By Alisa Weinstein Special to the Daily Planet
Sunday October 07, 2001

Three thousand miles away from the smoldering ruins that were once the World Trade Center, and the talk of war and terrorism in Washington, DC, Bay Area poet, Ishmael Reed, reminded a rapt Berkeley audience on Thursday that even in a time of crisis, it is OK to laugh at political absurdity.  

Reed, this month’s featured poet at UC Berkeley’s lunchtime poetry series, read to the standing-room only crowd from his most recent collection, The Reed Reader, and shared an as yet unpublished piece, “America Unite,” written in the immediate aftermath of the Sept. 11 terrorist attacks.  

The poem lampooned media pundits, politicians, capitalists and flag waving, describing New York Mayor Rudy Guiliani as the “king of racial profilers” and poking fun at the constant renaming of the U.S. plan for military retaliation.  

“I thought it was an amazing poem,” said Zack Rogow, who organizes the monthly poetry series. “It’s a very tough thing to say at this time because there’s a lot of pressure to just kind of fall into line with what’s happening politically.

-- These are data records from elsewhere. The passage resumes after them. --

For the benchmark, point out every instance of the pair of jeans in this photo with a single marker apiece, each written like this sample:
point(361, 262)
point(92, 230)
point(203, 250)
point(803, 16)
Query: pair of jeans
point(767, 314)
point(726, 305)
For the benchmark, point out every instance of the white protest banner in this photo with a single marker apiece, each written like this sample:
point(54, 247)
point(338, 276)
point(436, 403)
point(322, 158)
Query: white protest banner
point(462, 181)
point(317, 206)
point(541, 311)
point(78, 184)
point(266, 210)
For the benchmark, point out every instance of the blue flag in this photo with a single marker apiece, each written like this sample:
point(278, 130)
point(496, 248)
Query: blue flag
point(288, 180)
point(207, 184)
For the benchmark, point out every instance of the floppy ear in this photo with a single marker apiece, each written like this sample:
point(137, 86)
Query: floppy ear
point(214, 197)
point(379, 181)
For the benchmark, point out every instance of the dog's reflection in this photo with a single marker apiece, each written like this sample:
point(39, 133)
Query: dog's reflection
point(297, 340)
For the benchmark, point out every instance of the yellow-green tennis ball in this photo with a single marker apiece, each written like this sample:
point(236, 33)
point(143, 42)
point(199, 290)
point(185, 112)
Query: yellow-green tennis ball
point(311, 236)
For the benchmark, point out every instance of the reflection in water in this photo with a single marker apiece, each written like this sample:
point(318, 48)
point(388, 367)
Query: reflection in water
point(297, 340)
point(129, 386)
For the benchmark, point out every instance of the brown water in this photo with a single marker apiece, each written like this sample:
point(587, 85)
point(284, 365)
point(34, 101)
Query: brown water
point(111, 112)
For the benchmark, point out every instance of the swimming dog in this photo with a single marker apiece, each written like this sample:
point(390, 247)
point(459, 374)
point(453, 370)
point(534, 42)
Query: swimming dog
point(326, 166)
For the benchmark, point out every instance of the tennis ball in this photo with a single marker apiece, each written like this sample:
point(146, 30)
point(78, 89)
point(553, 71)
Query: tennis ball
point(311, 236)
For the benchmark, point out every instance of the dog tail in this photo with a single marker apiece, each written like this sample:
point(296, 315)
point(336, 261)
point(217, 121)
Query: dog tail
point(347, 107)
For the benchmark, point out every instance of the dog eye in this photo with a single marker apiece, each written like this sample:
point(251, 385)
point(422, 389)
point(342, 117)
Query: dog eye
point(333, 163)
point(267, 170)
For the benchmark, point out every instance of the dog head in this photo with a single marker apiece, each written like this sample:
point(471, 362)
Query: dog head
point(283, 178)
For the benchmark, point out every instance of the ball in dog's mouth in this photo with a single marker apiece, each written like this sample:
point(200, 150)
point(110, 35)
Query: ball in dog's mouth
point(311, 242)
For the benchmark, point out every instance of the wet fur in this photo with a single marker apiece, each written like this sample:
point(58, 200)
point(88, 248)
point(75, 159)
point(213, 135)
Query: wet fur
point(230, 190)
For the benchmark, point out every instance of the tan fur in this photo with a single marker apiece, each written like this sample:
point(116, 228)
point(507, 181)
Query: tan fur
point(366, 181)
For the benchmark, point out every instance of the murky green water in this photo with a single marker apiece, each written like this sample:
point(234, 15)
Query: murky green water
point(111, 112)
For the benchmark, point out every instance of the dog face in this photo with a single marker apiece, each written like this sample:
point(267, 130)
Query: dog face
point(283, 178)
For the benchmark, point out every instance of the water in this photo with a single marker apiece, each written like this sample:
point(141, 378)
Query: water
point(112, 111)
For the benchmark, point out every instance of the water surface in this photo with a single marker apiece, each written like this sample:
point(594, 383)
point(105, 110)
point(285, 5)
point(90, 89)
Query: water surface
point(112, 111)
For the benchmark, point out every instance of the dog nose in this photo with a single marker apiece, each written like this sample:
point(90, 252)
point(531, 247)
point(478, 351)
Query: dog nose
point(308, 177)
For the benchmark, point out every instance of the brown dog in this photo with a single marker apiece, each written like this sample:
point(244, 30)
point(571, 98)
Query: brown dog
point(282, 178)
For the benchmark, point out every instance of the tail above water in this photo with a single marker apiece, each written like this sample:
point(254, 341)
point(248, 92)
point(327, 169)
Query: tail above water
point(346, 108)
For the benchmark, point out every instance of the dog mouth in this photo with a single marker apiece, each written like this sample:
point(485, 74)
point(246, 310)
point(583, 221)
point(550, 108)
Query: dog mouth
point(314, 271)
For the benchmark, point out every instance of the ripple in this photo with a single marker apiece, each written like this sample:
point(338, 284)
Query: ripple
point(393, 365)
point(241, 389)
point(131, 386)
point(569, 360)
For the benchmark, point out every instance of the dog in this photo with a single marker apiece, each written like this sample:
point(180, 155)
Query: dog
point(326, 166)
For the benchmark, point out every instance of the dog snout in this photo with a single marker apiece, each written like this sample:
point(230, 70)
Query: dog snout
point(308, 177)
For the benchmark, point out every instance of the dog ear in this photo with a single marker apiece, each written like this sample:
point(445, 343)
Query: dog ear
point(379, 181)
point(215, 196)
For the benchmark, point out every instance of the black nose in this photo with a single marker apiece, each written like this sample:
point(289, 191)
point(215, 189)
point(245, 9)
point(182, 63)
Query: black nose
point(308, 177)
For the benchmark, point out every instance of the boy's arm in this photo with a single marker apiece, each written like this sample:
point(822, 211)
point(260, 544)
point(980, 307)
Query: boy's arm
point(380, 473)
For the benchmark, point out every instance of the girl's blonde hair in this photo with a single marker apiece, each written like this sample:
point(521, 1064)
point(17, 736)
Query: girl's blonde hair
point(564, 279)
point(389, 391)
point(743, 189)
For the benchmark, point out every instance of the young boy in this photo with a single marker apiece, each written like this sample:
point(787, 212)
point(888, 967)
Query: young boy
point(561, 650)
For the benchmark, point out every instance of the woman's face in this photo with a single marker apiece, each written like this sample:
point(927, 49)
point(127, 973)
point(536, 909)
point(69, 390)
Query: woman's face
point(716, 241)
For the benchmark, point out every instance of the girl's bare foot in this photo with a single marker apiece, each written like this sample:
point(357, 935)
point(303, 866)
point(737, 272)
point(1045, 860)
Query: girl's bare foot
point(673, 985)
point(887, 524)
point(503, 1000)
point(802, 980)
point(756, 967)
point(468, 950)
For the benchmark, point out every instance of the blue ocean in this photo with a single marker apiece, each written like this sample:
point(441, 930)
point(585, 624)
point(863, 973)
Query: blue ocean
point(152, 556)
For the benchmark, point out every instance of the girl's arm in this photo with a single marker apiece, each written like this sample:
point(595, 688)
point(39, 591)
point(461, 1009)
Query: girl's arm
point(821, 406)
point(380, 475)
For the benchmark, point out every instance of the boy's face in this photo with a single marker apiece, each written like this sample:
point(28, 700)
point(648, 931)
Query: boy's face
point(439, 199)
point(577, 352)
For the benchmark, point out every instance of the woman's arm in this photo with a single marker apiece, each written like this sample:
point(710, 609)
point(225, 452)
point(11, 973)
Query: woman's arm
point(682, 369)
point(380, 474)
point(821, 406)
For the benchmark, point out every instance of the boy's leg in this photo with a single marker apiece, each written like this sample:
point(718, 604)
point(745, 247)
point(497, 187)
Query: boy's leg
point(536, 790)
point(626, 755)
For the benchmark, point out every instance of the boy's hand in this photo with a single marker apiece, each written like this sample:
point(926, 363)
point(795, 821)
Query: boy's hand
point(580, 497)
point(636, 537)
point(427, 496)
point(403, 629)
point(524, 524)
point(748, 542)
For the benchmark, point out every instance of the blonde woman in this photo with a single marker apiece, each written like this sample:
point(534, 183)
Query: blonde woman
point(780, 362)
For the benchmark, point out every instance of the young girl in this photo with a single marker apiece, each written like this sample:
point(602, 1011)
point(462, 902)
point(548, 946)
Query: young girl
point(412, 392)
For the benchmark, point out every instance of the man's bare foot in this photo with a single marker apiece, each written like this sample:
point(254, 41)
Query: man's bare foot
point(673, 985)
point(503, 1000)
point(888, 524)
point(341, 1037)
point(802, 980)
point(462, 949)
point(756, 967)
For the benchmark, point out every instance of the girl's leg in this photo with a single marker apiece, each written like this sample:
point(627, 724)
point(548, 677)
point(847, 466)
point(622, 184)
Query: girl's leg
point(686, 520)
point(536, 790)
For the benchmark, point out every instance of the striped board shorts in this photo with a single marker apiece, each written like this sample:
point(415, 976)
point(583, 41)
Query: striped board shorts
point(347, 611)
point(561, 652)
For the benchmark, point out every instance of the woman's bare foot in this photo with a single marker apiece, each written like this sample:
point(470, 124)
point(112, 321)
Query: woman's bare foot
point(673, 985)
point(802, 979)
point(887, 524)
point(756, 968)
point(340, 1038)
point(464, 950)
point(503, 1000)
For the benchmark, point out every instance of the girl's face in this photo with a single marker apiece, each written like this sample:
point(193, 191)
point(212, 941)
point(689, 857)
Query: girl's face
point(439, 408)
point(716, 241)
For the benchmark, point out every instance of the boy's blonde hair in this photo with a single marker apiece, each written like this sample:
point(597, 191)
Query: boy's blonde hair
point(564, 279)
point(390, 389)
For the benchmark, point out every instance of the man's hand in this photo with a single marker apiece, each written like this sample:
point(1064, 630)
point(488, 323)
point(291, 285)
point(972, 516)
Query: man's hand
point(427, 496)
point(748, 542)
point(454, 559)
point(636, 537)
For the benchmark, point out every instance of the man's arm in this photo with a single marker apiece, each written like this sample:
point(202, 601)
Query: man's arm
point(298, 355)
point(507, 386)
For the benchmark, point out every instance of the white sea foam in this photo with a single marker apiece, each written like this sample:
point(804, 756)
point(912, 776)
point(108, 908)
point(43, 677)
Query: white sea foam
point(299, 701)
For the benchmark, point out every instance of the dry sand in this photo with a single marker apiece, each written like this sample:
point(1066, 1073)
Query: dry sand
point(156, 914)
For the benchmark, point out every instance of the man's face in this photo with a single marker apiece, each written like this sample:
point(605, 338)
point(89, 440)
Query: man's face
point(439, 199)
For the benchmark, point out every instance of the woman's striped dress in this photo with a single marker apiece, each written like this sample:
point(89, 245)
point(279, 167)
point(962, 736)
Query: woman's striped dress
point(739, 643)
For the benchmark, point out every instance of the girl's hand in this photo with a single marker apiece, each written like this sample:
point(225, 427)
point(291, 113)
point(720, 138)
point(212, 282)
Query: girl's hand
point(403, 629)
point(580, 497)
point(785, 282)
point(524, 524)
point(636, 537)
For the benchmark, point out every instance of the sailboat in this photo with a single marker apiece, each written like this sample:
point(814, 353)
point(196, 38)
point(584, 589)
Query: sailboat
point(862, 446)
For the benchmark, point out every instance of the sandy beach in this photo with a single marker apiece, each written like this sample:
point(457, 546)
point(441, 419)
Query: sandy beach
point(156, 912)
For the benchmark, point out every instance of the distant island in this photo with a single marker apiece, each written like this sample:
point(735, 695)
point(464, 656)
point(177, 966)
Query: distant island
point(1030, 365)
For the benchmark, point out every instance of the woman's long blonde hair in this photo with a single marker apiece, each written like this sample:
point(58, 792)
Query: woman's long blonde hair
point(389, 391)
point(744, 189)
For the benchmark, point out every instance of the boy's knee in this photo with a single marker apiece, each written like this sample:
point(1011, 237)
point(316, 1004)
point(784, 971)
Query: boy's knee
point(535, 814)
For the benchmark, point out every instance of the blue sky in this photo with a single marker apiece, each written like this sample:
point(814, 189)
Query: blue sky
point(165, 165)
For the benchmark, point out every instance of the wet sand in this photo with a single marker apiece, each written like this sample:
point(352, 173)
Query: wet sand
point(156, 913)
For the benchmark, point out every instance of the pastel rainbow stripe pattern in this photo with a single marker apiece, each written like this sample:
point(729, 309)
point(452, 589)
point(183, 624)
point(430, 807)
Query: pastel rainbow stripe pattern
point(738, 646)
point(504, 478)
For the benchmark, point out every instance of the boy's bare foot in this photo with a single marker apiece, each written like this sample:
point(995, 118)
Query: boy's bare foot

I think that was a very brave and thoughtful poem.”  

Reed, who lives in Oakland and has taught in the English department at UC Berkeley for 20 years, was born in Chattanooga, Tennessee and raised in Buffalo, New York. He has written novels, poetry, essays, plays and songs and is well-known for his commentary on racial politics in America. 

After the reading, as Reed sat in a blue armchair next to the podium, he explained that he wrote “America Unite” to add a black voice to the discourse that has followed the terrorist attacks, something he said has been missing. 

“The images we see of African Americans are nurturing, hugging people and singing. We’re sort of like the station break stuff after the serious conversation of the wealthy white men who got us into this situation in the first place.”  

The poetry reading delighted long-time fan Suzanne Morse, a visiting UC faculty member from Bal Harbor, Maine. “I’ve heard of him for years and years,” said Morse. “What I am impressed by is his ability to walk into any situation and be very frank to whoever is there and not just taking one position or side.”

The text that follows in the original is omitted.